A couple of weeks ago at EMC World, TSG surmised that the partnership between SAP and Documentum (IIG – Information Intelligence Group of EMC) might be the first step in a potential acquisition by SAP of IIG. For those not familiar with the SAP relationship, the new partnership allows SAP to sell the following new Documentum xCP offerings to their customers including:
- Broker Reconciliation for Insurance (targeted Q3 – 2010)
- Automated Banking Sales – (targeted Q1 – 2011)
- Documentum Creation for Claims – (targeted Q1 – 2011)
- Information Inbox for Claims – (targeted Q2 – 2011)

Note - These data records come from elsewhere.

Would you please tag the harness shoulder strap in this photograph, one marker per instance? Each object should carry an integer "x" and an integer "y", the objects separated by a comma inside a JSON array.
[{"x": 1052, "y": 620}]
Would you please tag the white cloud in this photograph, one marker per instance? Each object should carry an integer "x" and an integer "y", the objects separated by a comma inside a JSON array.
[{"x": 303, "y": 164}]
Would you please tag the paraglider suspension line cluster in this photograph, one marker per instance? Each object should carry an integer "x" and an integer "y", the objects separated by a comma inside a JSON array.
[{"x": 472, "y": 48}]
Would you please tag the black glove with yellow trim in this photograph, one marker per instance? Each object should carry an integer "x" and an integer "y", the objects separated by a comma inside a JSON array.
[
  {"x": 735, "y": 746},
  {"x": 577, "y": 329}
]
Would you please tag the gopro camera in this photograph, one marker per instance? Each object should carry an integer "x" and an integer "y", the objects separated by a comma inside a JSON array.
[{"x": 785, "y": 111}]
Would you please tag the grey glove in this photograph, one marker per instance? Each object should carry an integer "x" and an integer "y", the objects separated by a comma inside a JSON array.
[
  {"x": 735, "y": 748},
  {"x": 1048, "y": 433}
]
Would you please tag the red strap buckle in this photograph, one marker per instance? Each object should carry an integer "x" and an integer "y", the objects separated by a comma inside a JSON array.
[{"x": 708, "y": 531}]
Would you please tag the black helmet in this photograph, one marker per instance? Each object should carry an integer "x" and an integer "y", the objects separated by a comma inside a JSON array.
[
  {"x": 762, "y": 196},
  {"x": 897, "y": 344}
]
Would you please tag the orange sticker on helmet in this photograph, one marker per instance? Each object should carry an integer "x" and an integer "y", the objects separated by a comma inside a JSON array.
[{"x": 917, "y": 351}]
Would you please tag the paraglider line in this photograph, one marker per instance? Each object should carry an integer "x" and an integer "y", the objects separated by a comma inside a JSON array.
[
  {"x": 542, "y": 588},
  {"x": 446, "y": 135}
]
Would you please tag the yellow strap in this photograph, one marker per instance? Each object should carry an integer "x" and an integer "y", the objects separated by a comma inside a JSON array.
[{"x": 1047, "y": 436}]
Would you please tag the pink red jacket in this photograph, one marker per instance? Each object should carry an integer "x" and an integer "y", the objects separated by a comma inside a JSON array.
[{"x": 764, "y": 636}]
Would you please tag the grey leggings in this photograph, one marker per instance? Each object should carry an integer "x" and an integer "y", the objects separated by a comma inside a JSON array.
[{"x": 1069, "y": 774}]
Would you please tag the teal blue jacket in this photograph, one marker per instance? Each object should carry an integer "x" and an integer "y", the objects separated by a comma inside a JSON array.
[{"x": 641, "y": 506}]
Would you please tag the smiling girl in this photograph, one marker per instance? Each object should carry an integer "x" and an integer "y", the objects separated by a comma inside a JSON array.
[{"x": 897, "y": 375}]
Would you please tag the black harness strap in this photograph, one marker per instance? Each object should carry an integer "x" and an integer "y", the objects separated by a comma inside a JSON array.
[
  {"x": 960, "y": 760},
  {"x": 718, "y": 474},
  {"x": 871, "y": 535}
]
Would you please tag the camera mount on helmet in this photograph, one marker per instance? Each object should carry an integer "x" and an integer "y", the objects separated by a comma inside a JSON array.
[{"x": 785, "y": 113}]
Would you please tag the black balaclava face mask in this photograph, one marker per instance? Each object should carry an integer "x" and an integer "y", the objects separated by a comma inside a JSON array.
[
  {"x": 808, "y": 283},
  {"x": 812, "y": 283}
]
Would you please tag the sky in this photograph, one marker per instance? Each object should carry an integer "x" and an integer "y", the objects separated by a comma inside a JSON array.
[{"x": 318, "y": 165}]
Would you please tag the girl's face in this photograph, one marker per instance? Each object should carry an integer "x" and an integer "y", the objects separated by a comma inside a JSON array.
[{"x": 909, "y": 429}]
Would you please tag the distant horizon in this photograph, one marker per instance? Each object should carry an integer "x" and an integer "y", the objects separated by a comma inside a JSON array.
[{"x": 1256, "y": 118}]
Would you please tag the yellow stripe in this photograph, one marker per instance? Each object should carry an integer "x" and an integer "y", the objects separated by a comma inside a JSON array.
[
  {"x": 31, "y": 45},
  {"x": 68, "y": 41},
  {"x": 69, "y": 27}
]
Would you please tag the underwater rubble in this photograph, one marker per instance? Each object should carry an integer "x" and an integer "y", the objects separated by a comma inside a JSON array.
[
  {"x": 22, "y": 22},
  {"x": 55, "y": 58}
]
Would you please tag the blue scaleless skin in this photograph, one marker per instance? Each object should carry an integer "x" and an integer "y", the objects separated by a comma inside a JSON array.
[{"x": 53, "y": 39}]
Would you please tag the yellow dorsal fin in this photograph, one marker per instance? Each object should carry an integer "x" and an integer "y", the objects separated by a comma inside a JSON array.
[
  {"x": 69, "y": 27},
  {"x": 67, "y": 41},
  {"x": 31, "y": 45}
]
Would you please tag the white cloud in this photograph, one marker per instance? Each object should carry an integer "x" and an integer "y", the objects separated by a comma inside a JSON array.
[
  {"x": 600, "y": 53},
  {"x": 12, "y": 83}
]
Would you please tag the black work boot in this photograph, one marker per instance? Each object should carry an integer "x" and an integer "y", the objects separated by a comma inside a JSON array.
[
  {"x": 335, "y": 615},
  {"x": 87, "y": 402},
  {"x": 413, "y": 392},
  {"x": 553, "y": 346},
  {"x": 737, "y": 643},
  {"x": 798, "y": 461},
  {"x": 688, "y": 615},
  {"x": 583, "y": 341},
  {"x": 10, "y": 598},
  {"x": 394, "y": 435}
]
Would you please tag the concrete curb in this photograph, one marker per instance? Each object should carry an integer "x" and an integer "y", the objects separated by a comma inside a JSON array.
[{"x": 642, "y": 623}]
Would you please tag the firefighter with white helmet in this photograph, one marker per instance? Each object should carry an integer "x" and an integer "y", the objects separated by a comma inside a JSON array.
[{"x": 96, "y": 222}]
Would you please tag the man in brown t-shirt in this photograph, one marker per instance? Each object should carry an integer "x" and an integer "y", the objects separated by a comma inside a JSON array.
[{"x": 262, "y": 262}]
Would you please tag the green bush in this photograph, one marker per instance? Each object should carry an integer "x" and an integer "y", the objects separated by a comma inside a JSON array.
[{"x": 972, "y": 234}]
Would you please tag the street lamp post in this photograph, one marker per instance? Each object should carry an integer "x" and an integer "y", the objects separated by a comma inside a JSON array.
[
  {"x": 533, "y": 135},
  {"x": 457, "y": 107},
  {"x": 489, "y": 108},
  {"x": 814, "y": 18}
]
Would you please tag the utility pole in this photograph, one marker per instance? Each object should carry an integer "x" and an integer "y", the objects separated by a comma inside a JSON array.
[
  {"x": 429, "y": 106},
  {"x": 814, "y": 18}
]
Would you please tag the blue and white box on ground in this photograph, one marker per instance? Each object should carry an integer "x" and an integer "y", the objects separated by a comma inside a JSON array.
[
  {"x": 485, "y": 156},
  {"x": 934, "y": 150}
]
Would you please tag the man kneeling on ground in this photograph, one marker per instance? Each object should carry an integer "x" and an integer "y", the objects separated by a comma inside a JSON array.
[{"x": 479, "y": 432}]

For additional information, view Mark Lewis’s keynote on YouTube. While we don’t generally like to promote a TMZ feel for our postings, for this post we will explore the potential reasons for those rumors.
Why EMC would want to shed Documentum?
One major appeal for EMC to purchase Documentum in the first place was customer and sales representative synergy. It makes sense that the same sales rep can sell more to his client by having more offerings. This is one reason software companies, and particularly ECM vendors, offer a suite of products. With EMC/Documentum acquisition, it was thought that the EMC sales reps could (and tried) to sell Documentum to their storage clients. As experienced by EMC and Documentum, the infrastructure purchase of EMC storage devices or VMWare is very different than the purchase of ECM solutions and required two different sales forces.
As EMC continues to grow the infrastructure portion of their business at a rapid pace, the fit of Documentum is less and less apparent. It would make sense for EMC to look for a software partner to team with that might potentially procure the Documentum division. A good partner would have synergies and extend their current sales model while not cannibalize any of their existing software sales.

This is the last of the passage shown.